The following supporting information can be downloaded at https://www.mdpi.com/article/10.3390/foods15030552/s1. Figure S1. Standard calibration curves for polysaccharide and polyphenol quantification. (a) Poly-saccharide calibration curve (0–100 μg/mL, y = 0.0056x + 0.087, R² = 0.9993); (b) Polyphenol calibration curve (0–140 μg/mL, y = 0.0048x + 0.092, R² = 0.9996). Table S1. Details of commonly used instruments.

Author Contributions

Conceptual design, methodology development, research implementation, validation and verification, data organization, software development, initial draft preparation, and editorial review, W.W. and Z.Y.; software development and methodology development, Q.L. and Y.L.; resource allocation, project management, and funding acquisition. C.Y. and Z.Y. All authors have read and agreed to the published version of the manuscript.

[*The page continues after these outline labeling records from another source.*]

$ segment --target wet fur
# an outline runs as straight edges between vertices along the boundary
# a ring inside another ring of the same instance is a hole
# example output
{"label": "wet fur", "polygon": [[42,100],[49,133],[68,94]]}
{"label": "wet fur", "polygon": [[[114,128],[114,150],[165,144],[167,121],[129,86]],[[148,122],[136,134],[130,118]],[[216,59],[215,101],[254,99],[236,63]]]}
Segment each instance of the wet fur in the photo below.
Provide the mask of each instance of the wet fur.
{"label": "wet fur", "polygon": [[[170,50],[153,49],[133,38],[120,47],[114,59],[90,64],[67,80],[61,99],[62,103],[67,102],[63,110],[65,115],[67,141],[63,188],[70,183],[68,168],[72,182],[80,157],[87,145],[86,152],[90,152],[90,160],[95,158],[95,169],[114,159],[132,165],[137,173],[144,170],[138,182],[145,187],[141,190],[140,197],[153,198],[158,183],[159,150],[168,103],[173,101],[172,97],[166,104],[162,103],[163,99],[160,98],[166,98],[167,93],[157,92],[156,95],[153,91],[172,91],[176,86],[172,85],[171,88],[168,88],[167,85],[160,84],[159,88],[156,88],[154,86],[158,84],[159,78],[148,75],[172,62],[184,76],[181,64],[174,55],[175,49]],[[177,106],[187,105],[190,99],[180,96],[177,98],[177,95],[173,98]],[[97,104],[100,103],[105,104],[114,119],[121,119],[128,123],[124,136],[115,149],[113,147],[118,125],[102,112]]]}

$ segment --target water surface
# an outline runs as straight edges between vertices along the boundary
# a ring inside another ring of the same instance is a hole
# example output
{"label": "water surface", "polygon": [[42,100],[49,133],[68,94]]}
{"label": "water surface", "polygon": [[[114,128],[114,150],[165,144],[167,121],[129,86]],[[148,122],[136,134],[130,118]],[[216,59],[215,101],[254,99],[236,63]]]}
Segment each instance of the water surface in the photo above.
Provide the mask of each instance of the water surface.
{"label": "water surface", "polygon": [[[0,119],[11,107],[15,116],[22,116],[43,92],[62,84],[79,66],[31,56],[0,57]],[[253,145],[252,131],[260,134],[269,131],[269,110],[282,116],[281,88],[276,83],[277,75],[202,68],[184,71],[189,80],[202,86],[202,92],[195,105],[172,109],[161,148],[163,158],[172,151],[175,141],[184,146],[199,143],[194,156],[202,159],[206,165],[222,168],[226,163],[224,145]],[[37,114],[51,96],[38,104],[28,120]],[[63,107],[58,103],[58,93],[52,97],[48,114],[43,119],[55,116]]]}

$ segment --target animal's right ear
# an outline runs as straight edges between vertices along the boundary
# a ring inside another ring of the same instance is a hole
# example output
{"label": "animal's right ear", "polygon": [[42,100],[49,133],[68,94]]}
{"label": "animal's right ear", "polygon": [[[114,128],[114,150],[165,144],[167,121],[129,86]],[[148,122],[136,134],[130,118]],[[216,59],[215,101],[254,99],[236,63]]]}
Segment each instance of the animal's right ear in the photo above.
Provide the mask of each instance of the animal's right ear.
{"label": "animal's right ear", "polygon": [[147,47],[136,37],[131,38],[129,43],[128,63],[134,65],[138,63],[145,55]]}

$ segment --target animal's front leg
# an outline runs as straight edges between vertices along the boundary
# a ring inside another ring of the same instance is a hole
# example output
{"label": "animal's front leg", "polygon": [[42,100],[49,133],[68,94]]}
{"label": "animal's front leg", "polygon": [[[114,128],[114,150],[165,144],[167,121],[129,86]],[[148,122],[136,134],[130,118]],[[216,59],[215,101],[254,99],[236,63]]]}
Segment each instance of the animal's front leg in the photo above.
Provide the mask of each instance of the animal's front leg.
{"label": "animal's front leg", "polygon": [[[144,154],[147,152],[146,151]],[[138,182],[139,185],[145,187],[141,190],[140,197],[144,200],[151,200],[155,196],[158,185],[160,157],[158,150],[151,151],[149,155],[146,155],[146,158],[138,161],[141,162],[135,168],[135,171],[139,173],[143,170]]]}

Institutional Review Board Statement

Not applicable.

Informed Consent Statement

Not applicable.

Data Availability Statement

The original contributions presented in the study are included in the article/Supplementary Materials, and further inquiries can be directed to the corresponding author.

Conflicts of Interest

The authors declare no conflicts of interest.

Funding Statement

This research was funded and supported by the Special Fund for Science and Technology Transformation of Shanxi Province, grant number 202204021301034; the Fundamental Research Program of Shanxi Province, grant number 202303021222080; and the Modern Agricultural Functional Food Industry Technology System of Shanxi Province, grant number 2026CYJSTX10-01.